Optimization help needed!

These are the variables we have,

M = 5   # this is input from user.
data = torch.rand(batch_size, 1024)
multipliers = [torch.rand(1024, 512) for _ in range(M)]

multipliers_to_multiply_each_row_of_data = [
	[1,2],
	[2,4],
	…
	…
	…
	[1,4],
	[3,2],
]

We want to do a selective tensor contraction of data and Multipliers as given by multipliers_to_multiply_each_row_of_data. So the last row [3,2] means, we’ll need to do a tensor contraction of last row of data with the 3rd and 2nd matrix given in multipliers. In this case, we have two multipliers per data row, but it’s essentially a hyperparameter, let’s say, K.

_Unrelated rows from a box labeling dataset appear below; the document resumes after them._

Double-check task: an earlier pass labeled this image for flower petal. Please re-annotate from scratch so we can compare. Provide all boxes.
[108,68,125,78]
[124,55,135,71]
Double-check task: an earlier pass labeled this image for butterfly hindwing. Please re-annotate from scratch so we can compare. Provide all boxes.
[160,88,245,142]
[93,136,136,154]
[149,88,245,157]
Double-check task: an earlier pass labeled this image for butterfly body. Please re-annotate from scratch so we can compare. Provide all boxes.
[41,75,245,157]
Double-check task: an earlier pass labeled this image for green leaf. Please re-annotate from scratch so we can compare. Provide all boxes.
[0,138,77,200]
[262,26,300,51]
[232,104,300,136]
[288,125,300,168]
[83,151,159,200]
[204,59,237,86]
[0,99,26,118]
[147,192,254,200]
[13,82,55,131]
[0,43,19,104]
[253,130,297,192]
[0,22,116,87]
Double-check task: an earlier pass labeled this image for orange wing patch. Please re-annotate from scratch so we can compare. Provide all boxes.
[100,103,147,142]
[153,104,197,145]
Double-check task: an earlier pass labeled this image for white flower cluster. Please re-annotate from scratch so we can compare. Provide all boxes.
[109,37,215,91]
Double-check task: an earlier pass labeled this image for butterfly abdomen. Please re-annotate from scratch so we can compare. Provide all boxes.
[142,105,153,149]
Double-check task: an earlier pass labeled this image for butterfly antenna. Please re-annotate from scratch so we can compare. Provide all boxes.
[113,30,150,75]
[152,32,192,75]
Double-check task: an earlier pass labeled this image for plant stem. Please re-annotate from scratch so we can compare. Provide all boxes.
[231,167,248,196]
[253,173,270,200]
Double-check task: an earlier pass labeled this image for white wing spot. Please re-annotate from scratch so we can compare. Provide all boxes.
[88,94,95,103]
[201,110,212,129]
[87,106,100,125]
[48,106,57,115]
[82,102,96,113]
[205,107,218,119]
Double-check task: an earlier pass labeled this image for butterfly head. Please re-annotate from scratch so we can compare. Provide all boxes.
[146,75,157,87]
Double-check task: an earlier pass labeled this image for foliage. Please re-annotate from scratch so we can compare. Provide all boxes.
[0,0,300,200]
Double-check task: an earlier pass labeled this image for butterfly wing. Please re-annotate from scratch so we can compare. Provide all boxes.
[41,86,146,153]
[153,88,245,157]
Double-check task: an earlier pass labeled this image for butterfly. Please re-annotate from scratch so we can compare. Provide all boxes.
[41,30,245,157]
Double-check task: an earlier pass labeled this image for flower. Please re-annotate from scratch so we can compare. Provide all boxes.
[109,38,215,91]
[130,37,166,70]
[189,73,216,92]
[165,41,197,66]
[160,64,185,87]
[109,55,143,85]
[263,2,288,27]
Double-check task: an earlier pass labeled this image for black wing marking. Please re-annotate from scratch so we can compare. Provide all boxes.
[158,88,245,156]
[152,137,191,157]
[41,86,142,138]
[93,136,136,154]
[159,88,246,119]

The best I could come up was this. Here I tried to execute a multiplier just a single time.:

one_hot_multiplier_mask = F.one_hot(multipliers, num_classes=self.num_multipliers)  # (T, K, M)
one_hot_multiplier_mask = one_hot_multiplier_mask.permute(2, 1, 0)  # (M, K, T)

where_multiplier, where_T, where_k = torch.where(one_hot_multiplier_mask)

for midx in range(self.num_multipliers):
    selection_mask1 = where_multiplier == midx
    selection_mask2 = where_k[selection_mask1]

    if selection_mask2.nelement() > 0:
        A = data[selection_mask2]  # this is the bottleneck!!
        current_data = A @ multipliers[multiplier_idx]

        result[selection_mask2, midx * self.multiplier_size:(midx+1) * self.multiplier_size] = current_data

Pytorch profiler indicated that the bottleneck is A = data[selection_mask2].
Looking at the pytorch docs, I found that indexing through a tensor actually copies the result as opposed to indexing through an integer or a slice which returns a view.

Can this be done any faster?